爽快感、満足感、そして……確かな達成感。これが、音楽だった。
演奏を終えた後、僕はふと、あのライブハウスのトイレに向かった。
扉を開けると、中は妙に明るく、光が渦を巻くように揺れていた。
(……なんだ?)
思わず足を踏み入れると、世界がふっと歪んで、僕は光に吸い込まれた。
次に目を開けたとき、そこは見慣れた自分の部屋だった。
デスクの前。パソコンのモニターが青く光っている。
壁にかかったカレンダーには、**「2025年」**と記されていた。
「……戻ってきた?」
思わず部屋を見渡す。すべてが、元通りだった。現代だ。
僕は震える指でパソコンを起動し、検索窓に言葉を打ち込んだ。
バック 1989年
表示されたのは、簡素な紹介文だった。
「バック:ダイヤ、ルビー、サファイヤ、パールからなる1989年に短期間活動していたバンド」
さらに、すにーかーずの情報も検索する。
「すにーかーず:雷、タクト、甚太からなる1989年から1990年まで活動していたバンド。デビュー曲『カラフルドリーマー』は大ヒット。
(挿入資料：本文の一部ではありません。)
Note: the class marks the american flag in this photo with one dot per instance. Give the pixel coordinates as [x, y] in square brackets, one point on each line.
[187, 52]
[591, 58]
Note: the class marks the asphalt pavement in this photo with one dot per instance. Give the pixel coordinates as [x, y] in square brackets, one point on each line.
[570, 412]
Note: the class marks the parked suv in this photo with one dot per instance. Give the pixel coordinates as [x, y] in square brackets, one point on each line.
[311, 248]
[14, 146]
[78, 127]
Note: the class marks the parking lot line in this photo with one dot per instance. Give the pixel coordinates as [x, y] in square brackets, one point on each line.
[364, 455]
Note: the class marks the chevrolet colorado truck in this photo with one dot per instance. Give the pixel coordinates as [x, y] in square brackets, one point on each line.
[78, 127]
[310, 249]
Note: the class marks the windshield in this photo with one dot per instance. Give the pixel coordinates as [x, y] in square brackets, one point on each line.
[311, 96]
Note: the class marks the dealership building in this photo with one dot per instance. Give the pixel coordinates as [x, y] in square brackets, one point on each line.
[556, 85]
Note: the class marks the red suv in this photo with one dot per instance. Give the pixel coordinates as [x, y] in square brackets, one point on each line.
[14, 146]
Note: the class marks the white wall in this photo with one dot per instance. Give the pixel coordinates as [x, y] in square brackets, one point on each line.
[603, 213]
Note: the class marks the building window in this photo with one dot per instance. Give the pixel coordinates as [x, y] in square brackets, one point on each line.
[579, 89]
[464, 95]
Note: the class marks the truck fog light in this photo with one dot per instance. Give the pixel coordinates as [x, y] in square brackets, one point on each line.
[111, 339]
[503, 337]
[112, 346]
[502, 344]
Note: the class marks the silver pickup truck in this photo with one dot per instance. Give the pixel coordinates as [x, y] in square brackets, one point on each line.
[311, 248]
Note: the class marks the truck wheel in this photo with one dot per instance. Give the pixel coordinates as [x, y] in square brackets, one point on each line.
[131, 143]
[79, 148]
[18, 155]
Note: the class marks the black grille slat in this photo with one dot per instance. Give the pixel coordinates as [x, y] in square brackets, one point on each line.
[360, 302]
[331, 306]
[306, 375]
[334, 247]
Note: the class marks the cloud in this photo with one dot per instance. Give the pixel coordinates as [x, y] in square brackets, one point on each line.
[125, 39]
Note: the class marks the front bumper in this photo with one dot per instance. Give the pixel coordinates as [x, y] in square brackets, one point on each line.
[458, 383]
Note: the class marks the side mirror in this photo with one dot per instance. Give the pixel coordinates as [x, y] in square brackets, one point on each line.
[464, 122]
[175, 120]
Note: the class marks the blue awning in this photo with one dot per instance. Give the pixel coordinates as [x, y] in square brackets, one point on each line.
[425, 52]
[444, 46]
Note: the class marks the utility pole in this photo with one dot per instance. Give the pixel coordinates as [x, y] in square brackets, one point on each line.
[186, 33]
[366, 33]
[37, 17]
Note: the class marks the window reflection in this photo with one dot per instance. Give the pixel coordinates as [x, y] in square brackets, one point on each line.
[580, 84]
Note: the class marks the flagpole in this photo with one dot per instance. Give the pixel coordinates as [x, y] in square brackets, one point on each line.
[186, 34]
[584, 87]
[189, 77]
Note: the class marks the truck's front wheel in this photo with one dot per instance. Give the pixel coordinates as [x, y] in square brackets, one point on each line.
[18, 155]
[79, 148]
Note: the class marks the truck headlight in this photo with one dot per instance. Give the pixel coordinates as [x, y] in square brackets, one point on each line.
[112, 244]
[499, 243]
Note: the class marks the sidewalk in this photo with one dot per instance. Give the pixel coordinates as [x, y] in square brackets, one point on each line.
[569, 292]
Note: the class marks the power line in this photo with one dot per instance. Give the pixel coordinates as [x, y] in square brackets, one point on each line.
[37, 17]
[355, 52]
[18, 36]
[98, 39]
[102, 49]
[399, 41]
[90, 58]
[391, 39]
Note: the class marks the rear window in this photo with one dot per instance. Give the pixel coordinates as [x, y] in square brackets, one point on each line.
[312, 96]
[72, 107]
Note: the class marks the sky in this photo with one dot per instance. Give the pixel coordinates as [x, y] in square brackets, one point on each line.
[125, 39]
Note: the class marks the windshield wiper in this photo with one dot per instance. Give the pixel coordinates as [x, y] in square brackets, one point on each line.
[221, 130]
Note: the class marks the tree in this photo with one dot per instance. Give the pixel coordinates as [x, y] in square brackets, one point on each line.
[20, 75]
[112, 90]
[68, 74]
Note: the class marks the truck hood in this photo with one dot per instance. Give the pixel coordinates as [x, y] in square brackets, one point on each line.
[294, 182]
その後解散し、現在は個人で活動中」
その概要欄には、ひとつだけ見覚えのある名前があった。
作詞・作曲・編曲:X(プロデューサー)
それ以外の情報は何もない。
ミカン声の名前も、ミライの存在も、どこにもなかった。
中川は、ゆっくりと椅子にもたれかかった。
(……よかった。過去は、変えられなかったんだ)
時空警察が、それを許さなかったのだろう。
すべての「未来泥棒」は、最小限の影響で封じられた。
でも――その中で生まれた、確かな音楽と絆だけは、消えていなかった。
胸の奥が、じんわりと温かくなった。
思い出す。Xの言葉。
「君の時代には、古い曲なのかもしれないね。」
その時、彼はもう、すべてを覚悟していたのかもしれない。
僕は彼に、お願いした。
「最後なら、あなたの“魂の曲”を、雷たちに歌わせてあげてください。」
それが、カラフルドリーマー。
未来の音楽とは違う、生身の人間の心から生まれた音楽。
魂の音。
僕は、ふと思った。
僕が1989年に行った理由は、Xを止めるためじゃない。
僕自身が、もう一度音楽と向き合うためだったんじゃないか?
心のどこかに押し込めていた夢。
あの時代の空気が、僕の中の“好き”を呼び起こしてくれた。
ギターケースを取り出す。
久しぶりに、弦を張り替える。
「もう一度、やってみようかな。」
プログラミングも、僕の大事な武器だ。
でも、音楽もまた、僕の一部だ。
“カラフル”な夢は、ひとつじゃなくていい。